At the age of four, Dogen’s understanding of Chinese poetry immediately showed that he was not going to be an ordinary human being. From that very age his behavior was not that of a mediocre child; he behaved like a buddha, so serene, so graceful, not interested in toys. All children are interested in toys, teddy-bears…who cares about poetry?
But, fortunately or unfortunately, his father died when he was only two years old and his mother died when he was seven. Dogen used to say later on to his disciples, when he became a fully-fledged master in his own right, that everybody thought it was a misfortune: “What will happen to this beautiful, intelligent child?” But in his deepest heart he felt it was an opportunity; now there was no barrier.

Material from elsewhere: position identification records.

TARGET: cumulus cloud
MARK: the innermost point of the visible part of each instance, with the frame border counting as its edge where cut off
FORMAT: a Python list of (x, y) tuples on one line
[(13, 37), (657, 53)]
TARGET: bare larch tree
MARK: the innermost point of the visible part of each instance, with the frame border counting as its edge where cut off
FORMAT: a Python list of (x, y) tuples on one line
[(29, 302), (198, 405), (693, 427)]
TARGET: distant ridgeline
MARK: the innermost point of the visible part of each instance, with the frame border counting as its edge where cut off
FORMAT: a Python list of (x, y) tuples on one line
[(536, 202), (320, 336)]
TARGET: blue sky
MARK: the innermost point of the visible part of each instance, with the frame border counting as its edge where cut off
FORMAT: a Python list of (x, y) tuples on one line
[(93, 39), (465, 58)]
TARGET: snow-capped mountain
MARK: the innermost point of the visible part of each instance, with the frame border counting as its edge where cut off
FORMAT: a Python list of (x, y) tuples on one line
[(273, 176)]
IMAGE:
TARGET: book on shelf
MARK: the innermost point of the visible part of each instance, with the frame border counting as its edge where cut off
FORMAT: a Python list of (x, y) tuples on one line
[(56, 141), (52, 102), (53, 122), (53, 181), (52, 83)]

Modern psychologists will perhaps understand it: you may be grown up – fifty, sixty, seventy – your father and mother may be dead…still they dominate you in a very psychological way. If you silently listen to the voices within you can work out that, “This voice comes from my father, or from my mother, or from my uncle, or from my teacher, or from the priest.”

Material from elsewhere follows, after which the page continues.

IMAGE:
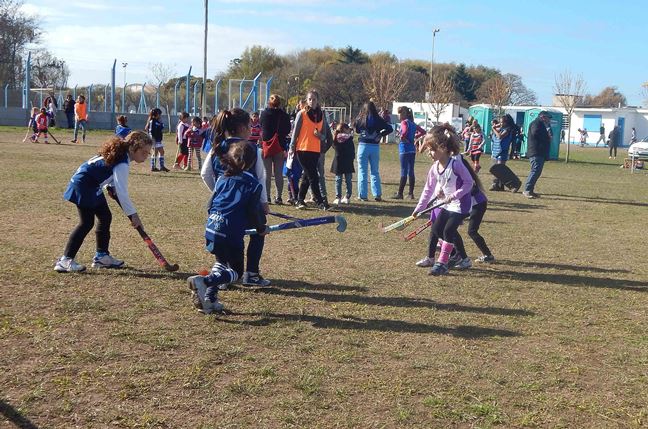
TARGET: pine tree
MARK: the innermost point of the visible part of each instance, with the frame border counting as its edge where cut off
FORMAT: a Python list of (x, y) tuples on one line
[(463, 83)]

Dogen used to say, “It was a great opportunity that both the people who could have distracted me, who loved me and I loved them…and that was the danger. They died at the right time. I am infinitely grateful to them just because they died at the right time without destroying me.”
It is something very strange for a seven-year-old child to understand this. It has been discovered only now by the psychologists that man’s greatest barriers are the father, the mother. If you want to be a totally free consciousness you have to drop, somewhere on the way, your teddy-bears, your toys, the teachings that have been forced upon you. They have all been of good intent, there is no question about it, but as it is said in an ancient proverb, “The path to hell is paved with good intentions.”
Just good intentions are not enough; what is needed is a conscious intention, which is very rare. To find a father and mother with a conscious meditative energy is just hoping for the hopeless.
When his mother died Dogen was translating the most significant Buddhist scripture, Abhidharma – “the essence of religion” – from Chinese into Japanese. He showed every sign of a tremendous future. And at the age of seven, when his father and mother had both died, the first thing he did – which is unbelievable – was to become a sannyasin. Even the neighbors, relatives, could not believe it. And Dogen said, “I will not miss this opportunity. Perhaps if my father and mother were alive, I might not have left the world in search of truth.” He became a sannyasin and started searching for the master.
There are two kinds of seekers who become interested in truth. One starts looking for scriptures: he may become a great intellectual, he may become a giant, but inside there will be darkness. All his light is borrowed, and a borrowed light is not going to help in the real crises of life.